There is nothing more masculine than taking on a colour most traditionally associated with girlhood and giving it your unique stamp. Designers who dipped into the hue this season include Grace Wales Bonner, who used it for her retro-flavoured sportswear with adidas; Raf Simons, who cut it long and lean, layered over black tailoring and acid accents; and Sarah Burton, who did an artful take at Alexander McQueen with ombre shades.
The past year of staying in and dressing mostly for oneself has made comfort the number one priority when it comes to dressing up—or down, as the case may be. And nothing is more comforting than being enveloped in soft, cosy knits. Miuccia Prada and Daniel Lee at Bottega Veneta both championed loungewear luxe, but Jonathan Anderson took the prize with his dress-length sweater complete with pillow-like attachments.
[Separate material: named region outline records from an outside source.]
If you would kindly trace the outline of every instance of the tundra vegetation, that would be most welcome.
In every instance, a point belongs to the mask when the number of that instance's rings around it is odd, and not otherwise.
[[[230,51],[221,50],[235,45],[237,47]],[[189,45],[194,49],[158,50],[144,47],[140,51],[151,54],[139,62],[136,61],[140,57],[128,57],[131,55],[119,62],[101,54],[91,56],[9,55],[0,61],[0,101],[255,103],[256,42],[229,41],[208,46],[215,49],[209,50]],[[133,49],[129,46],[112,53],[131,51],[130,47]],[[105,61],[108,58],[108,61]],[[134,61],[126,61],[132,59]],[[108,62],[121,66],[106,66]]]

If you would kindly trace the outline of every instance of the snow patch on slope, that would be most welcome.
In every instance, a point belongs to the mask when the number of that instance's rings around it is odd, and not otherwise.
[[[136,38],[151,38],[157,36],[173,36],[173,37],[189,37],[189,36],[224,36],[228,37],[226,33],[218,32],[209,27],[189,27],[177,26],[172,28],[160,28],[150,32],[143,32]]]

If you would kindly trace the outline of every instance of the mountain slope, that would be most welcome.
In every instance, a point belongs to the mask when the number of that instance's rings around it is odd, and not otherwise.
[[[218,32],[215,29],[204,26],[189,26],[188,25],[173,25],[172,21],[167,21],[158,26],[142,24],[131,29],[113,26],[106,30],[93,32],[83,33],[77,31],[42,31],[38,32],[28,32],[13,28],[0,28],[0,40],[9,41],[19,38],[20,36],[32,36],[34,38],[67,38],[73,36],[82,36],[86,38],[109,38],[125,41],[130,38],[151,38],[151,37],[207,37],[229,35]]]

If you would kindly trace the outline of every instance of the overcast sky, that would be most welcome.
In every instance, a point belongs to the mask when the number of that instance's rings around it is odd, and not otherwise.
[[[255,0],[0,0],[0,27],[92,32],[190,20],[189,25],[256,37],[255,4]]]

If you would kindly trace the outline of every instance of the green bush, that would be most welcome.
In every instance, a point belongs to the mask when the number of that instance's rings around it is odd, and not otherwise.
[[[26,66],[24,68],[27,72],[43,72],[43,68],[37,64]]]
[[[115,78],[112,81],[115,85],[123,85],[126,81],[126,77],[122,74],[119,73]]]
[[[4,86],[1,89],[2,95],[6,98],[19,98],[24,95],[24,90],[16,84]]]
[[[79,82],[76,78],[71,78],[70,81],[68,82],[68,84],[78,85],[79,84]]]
Recommended for air-con addicts.
In this age of streetwear and sweatpants, the death of the suit is often predicted, but it has proven to have more lives than a cat. This season, the suit crops up in a new variation: The shorts suit. How much leg to bare is entirely up to one’s preference. Conservative types may opt for the Bermuda length seen at Jacquemus and Ermenegildo Zegna; for the daring dresser, there are Valentino and Dries Van Noten’s short shorts.